The French Law on Climate and the Law on the Fight against Waste and the Circular Economy provides for environmental labeling which should inform consumers about the ecological footprint of products and services. The objective of this new "eco-score label" which will appear on product packaging is to "inform consumers so that they can choose products with the least impact on the environment" specifies the government.
In 2020, the Ministry of Ecology and the Ecological Transition Agency (Ademe) launched a call for projects aimed at defining this new environmental display system. Among the many proposals (20 in total), the Institute of Organic Agriculture and Food (ITAB) and its partners (SAYARI and VGF) have just presented the "Planet-score", a visual tool for the image of the "Nutri-Score" which scores on a scale from A to E the environmental impacts of food products according to 4 criteria: impacts on biodiversity, climate, human health and animal welfare.
Both laws mention that the environmental labeling has to be based on Life Cycle Analysis (LCA), a method that takes into account the different stages of a product's life and their effects on the environment.

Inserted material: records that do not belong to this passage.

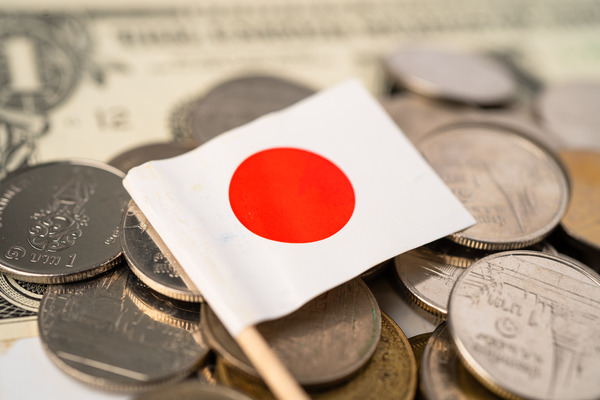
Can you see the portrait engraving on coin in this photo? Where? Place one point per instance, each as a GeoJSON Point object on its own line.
{"type": "Point", "coordinates": [526, 323]}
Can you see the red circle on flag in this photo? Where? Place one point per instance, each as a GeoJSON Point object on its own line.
{"type": "Point", "coordinates": [291, 195]}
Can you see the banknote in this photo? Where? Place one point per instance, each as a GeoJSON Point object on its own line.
{"type": "Point", "coordinates": [92, 79]}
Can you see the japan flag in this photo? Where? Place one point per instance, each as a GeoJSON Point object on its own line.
{"type": "Point", "coordinates": [269, 215]}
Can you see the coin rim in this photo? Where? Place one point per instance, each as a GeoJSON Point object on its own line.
{"type": "Point", "coordinates": [562, 175]}
{"type": "Point", "coordinates": [174, 293]}
{"type": "Point", "coordinates": [48, 278]}
{"type": "Point", "coordinates": [469, 361]}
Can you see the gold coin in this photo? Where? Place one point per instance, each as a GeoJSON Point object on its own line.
{"type": "Point", "coordinates": [417, 343]}
{"type": "Point", "coordinates": [391, 373]}
{"type": "Point", "coordinates": [582, 219]}
{"type": "Point", "coordinates": [190, 390]}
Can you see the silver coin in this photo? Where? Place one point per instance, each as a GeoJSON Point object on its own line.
{"type": "Point", "coordinates": [238, 101]}
{"type": "Point", "coordinates": [515, 188]}
{"type": "Point", "coordinates": [572, 112]}
{"type": "Point", "coordinates": [150, 259]}
{"type": "Point", "coordinates": [190, 390]}
{"type": "Point", "coordinates": [60, 221]}
{"type": "Point", "coordinates": [442, 374]}
{"type": "Point", "coordinates": [428, 273]}
{"type": "Point", "coordinates": [526, 324]}
{"type": "Point", "coordinates": [153, 151]}
{"type": "Point", "coordinates": [416, 115]}
{"type": "Point", "coordinates": [95, 333]}
{"type": "Point", "coordinates": [462, 77]}
{"type": "Point", "coordinates": [322, 343]}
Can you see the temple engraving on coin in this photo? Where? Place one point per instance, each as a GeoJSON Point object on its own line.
{"type": "Point", "coordinates": [526, 323]}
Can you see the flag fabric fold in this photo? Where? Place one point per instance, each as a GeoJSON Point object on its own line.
{"type": "Point", "coordinates": [269, 215]}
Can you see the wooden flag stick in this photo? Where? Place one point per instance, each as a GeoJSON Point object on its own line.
{"type": "Point", "coordinates": [269, 366]}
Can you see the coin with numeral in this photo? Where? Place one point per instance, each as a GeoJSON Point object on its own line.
{"type": "Point", "coordinates": [60, 221]}
{"type": "Point", "coordinates": [526, 324]}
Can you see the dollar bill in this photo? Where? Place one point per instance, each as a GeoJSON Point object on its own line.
{"type": "Point", "coordinates": [95, 79]}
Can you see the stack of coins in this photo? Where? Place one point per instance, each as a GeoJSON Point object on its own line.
{"type": "Point", "coordinates": [116, 310]}
{"type": "Point", "coordinates": [521, 317]}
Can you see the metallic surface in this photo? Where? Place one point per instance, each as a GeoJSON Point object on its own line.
{"type": "Point", "coordinates": [191, 390]}
{"type": "Point", "coordinates": [582, 219]}
{"type": "Point", "coordinates": [151, 261]}
{"type": "Point", "coordinates": [526, 324]}
{"type": "Point", "coordinates": [324, 342]}
{"type": "Point", "coordinates": [442, 374]}
{"type": "Point", "coordinates": [462, 77]}
{"type": "Point", "coordinates": [148, 152]}
{"type": "Point", "coordinates": [515, 188]}
{"type": "Point", "coordinates": [94, 332]}
{"type": "Point", "coordinates": [570, 111]}
{"type": "Point", "coordinates": [162, 308]}
{"type": "Point", "coordinates": [238, 101]}
{"type": "Point", "coordinates": [59, 222]}
{"type": "Point", "coordinates": [390, 374]}
{"type": "Point", "coordinates": [428, 273]}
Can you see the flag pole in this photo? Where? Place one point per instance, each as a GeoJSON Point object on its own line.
{"type": "Point", "coordinates": [269, 366]}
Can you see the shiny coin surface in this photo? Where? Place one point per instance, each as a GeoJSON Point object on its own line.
{"type": "Point", "coordinates": [416, 115]}
{"type": "Point", "coordinates": [94, 332]}
{"type": "Point", "coordinates": [428, 279]}
{"type": "Point", "coordinates": [162, 308]}
{"type": "Point", "coordinates": [582, 219]}
{"type": "Point", "coordinates": [571, 112]}
{"type": "Point", "coordinates": [324, 342]}
{"type": "Point", "coordinates": [60, 221]}
{"type": "Point", "coordinates": [526, 324]}
{"type": "Point", "coordinates": [150, 259]}
{"type": "Point", "coordinates": [515, 189]}
{"type": "Point", "coordinates": [456, 76]}
{"type": "Point", "coordinates": [442, 374]}
{"type": "Point", "coordinates": [417, 343]}
{"type": "Point", "coordinates": [390, 374]}
{"type": "Point", "coordinates": [24, 295]}
{"type": "Point", "coordinates": [239, 101]}
{"type": "Point", "coordinates": [153, 151]}
{"type": "Point", "coordinates": [190, 390]}
{"type": "Point", "coordinates": [428, 273]}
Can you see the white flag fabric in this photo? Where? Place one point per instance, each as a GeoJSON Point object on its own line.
{"type": "Point", "coordinates": [269, 215]}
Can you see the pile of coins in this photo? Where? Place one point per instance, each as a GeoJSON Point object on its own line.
{"type": "Point", "coordinates": [517, 309]}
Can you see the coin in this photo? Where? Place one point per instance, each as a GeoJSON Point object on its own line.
{"type": "Point", "coordinates": [582, 219]}
{"type": "Point", "coordinates": [324, 342]}
{"type": "Point", "coordinates": [60, 221]}
{"type": "Point", "coordinates": [162, 308]}
{"type": "Point", "coordinates": [515, 188]}
{"type": "Point", "coordinates": [25, 295]}
{"type": "Point", "coordinates": [417, 343]}
{"type": "Point", "coordinates": [442, 374]}
{"type": "Point", "coordinates": [190, 390]}
{"type": "Point", "coordinates": [428, 273]}
{"type": "Point", "coordinates": [416, 115]}
{"type": "Point", "coordinates": [526, 324]}
{"type": "Point", "coordinates": [427, 278]}
{"type": "Point", "coordinates": [148, 152]}
{"type": "Point", "coordinates": [94, 332]}
{"type": "Point", "coordinates": [238, 101]}
{"type": "Point", "coordinates": [151, 262]}
{"type": "Point", "coordinates": [570, 110]}
{"type": "Point", "coordinates": [462, 77]}
{"type": "Point", "coordinates": [390, 374]}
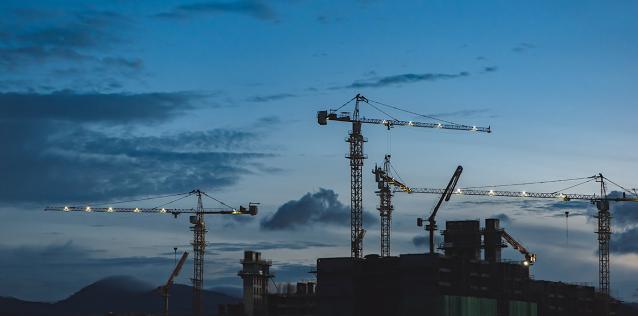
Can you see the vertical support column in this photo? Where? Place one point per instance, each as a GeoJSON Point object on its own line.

Planet score includes additional indicators to LCA, and consider negative impacts related to the use of pesticides on human health or damage to biodiversity. According to the creators of this new labelling, without taking these issues into account, the use of LCA alone would lead to favoring products from intensive production and breeding.
A study was carried out by this collective among 1000 people (representative of the French population aged over 18 between June 10 and 15, 2021) on the implementation of this new display on food products. The results are very positive:
- 81% of consumers would be influenced by the Planet-score
- 84% would take into account the Pesticides indicator
- 83% would be influenced by the Animal Welfare indicator
- 80% would be interested in the Biodiversity indicator
- 77% would be interested in the Climate indicator
For its part, Ademe is due shortly to submit a report evaluating the various display methods proposed as part of its experiment in Parliament.

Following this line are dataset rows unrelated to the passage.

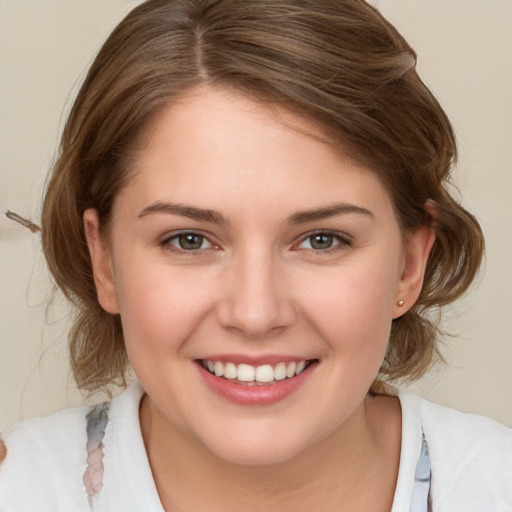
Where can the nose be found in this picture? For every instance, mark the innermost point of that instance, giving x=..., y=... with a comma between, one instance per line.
x=256, y=302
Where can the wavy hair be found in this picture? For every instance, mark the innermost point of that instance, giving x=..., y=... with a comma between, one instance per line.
x=339, y=63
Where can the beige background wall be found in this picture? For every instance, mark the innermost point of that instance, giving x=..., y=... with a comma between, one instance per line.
x=465, y=56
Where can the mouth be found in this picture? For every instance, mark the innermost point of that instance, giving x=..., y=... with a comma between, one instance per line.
x=261, y=375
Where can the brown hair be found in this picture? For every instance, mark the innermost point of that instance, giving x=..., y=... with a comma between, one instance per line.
x=336, y=62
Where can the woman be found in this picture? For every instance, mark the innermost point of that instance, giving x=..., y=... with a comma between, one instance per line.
x=250, y=207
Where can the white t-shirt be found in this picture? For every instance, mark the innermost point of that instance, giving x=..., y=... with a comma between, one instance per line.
x=470, y=457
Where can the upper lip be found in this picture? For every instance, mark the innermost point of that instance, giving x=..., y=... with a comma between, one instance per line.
x=255, y=360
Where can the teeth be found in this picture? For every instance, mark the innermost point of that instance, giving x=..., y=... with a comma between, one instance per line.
x=248, y=373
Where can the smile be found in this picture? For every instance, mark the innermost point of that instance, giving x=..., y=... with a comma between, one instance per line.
x=255, y=375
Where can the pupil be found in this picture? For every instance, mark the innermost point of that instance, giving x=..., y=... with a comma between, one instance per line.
x=321, y=241
x=190, y=241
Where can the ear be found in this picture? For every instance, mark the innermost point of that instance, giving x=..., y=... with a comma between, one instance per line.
x=101, y=262
x=417, y=250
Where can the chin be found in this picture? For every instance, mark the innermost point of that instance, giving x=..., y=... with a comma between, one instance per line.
x=256, y=448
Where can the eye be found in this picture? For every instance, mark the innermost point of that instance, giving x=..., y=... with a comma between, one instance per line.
x=188, y=241
x=324, y=241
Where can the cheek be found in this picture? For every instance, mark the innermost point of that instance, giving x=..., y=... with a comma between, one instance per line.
x=159, y=305
x=353, y=306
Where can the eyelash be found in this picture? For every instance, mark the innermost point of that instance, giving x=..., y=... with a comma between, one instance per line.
x=343, y=240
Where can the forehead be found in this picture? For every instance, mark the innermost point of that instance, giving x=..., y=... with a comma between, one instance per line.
x=220, y=149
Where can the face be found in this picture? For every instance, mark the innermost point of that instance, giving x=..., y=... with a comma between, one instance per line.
x=256, y=272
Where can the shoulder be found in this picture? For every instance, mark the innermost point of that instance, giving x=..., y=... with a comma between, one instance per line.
x=44, y=462
x=471, y=457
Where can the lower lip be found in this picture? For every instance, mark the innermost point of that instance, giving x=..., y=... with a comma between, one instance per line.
x=265, y=394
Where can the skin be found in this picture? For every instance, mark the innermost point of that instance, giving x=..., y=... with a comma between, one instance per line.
x=257, y=286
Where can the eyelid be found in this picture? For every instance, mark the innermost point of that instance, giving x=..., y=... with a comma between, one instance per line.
x=343, y=239
x=165, y=241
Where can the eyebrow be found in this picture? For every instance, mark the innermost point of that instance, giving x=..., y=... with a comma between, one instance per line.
x=215, y=217
x=192, y=212
x=333, y=210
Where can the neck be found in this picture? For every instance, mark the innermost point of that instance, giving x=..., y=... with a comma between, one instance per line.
x=357, y=459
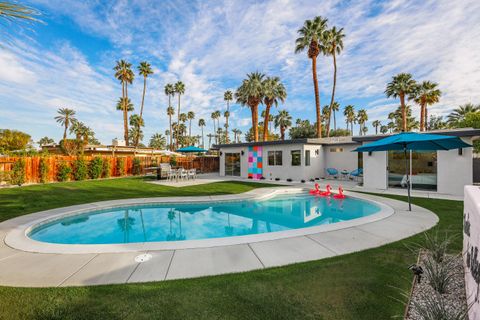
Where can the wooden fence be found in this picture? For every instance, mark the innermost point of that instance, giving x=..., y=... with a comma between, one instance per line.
x=32, y=165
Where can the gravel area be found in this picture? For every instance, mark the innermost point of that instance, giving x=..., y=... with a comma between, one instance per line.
x=455, y=298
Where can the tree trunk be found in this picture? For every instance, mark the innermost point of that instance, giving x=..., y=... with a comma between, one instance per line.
x=254, y=109
x=125, y=116
x=422, y=116
x=333, y=91
x=265, y=121
x=317, y=97
x=404, y=112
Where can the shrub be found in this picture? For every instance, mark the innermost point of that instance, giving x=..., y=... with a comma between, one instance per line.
x=107, y=168
x=96, y=168
x=136, y=170
x=18, y=172
x=120, y=166
x=81, y=169
x=43, y=168
x=439, y=274
x=63, y=172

And what about the European level?
If things are moving forward at the French level, what about the European level? Already in 2013, the European Commission noted the importance of "having reliable and accurate measurements and information on the environmental performance of products" - but it also warned of the "current proliferation of methods and initiatives" which would create "confusion and a certain mistrust of information relating to environmental performance". Reason why common methods should be used to measure and report the environmental performance of products, the European Commision recommended.
A desire that is also reflected in a new European Citizens' Initiative (ECI), registered on June 30: this calls for the creation of a single European eco-score to precisely avoid the confusion generated by the proliferation of private initiatives. The ICE has begun collecting signatures from July 23.